In order to make the most out of our experience as participants in the DeFi market, Pairings by Sommelier has taken yet another step into facilitating the user experience for Liquidity Providers with the addition of one of the most popular tools for market reading: Bollinger Bands.

What are Bollinger Bands?

This is a signaling tool that helps us read the variations of the prices of a token or digital assets over time, allowing us to measure its trends and volatility. These signals are presented as bands and are shown in contrast by having one depicted above (upper band) and one below (lower band), letting the trader read the pattern of the market, determining if it’s movements are either large or small.

Bollinger Bands with Kevin Kennis

How are Bollinger Bands being included in Sommelier’s service?

Sommelier uses an algorithm based on Bollinger Bands to suggest optimal liquidity ranges for an LP in a Uniswap V3 pool. Due to the formula behind Bollinger Bands, they adapt to a coin's volatility and regular price movements. So, more volatile coins will have a wider range, and more stable coins will have a more narrow range. This means that Bollinger Bands can form the basis for a safe liquidity range on a wide variety of pools. You can see our Suggested Liquidity Ranges in Sommelier's Pairings App.

How can Bollinger Bands improve the user experience for Liquidity Providers?

Bollinger Bands give the liquidity provider an easy-to-understand method for where to place the lower and upper bound for their liquidity. Choosing the best ranges on one's own can be a complex, time-consuming, and risky process.

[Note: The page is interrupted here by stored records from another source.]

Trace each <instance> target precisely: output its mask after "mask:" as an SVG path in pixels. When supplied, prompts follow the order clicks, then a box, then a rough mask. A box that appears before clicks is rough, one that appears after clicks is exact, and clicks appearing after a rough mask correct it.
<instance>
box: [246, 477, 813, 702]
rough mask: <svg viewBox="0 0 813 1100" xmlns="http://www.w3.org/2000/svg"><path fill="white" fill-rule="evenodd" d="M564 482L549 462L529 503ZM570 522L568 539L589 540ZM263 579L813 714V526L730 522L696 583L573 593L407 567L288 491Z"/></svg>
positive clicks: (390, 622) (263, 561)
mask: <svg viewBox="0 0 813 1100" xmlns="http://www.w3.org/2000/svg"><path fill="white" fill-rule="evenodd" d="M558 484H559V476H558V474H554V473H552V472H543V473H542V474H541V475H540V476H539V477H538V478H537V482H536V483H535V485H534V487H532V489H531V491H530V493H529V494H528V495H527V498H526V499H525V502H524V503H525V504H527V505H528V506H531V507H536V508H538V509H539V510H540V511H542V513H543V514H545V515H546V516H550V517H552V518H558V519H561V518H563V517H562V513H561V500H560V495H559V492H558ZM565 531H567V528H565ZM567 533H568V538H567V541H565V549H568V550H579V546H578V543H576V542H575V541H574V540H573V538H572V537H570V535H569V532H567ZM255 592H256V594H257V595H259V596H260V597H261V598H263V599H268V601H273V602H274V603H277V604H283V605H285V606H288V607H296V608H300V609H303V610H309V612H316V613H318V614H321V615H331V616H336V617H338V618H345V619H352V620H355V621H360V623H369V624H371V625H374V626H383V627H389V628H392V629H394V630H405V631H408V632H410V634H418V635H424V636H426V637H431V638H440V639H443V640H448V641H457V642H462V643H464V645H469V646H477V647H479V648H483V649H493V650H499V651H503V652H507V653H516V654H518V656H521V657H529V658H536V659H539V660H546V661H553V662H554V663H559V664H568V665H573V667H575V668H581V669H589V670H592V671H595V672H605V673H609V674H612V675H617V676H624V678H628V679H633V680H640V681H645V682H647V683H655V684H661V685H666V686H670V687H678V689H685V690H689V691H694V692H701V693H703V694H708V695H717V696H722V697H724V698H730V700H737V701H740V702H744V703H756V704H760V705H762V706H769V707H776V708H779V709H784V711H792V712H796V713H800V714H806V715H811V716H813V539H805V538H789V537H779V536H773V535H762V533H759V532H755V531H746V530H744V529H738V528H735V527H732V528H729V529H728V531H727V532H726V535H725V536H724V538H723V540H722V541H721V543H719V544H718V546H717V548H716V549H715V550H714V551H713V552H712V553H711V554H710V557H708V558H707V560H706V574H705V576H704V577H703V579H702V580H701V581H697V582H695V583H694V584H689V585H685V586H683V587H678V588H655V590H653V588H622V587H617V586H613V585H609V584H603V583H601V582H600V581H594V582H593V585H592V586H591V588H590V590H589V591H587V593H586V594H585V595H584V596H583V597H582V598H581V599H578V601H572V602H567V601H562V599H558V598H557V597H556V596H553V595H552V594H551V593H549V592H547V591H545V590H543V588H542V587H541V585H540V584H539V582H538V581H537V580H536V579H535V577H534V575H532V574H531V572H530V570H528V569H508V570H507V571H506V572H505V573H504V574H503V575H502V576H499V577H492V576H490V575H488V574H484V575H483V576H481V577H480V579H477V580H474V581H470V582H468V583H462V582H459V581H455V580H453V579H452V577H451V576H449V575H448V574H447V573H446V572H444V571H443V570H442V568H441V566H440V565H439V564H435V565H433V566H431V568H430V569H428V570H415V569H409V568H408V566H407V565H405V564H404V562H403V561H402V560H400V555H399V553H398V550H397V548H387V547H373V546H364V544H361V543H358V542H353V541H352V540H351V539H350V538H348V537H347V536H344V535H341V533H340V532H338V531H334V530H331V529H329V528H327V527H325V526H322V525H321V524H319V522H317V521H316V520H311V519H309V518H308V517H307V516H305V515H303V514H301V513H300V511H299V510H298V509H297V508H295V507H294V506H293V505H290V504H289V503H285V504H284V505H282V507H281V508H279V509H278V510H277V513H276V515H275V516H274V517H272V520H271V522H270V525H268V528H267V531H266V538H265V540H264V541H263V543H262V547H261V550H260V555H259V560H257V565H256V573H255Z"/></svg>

Liquidity Providers can also adjust the suggested ranges based on their own market opinions by choosing a Market Sentiment (bullish/bearish/neutral), or editing the ranges themselves.

A Quick glossary for Bollinger Bands

What is a Standard Deviation?

Both upper and lower bands are defined as what we call Standard Deviations, which simply means that these are lines that show price variations away or nearer from the expected norm or moving average. This way, we get to see the movements of the market in either direction.

What is a Moving Average?

A moving average is an indicator of price movement that filters short-term variations in a certain market and identifies its trends. This works by the calculation of a data set of a series of average prices, showing if the value of a certain market is rising or devaluing.

What is Volatility?

Volatility is the measure of inconsistencies or big changes in the price of a certain market over a sustained period of time.

What is an Underlying Price?

An underlying price is the current market value of a certain asset.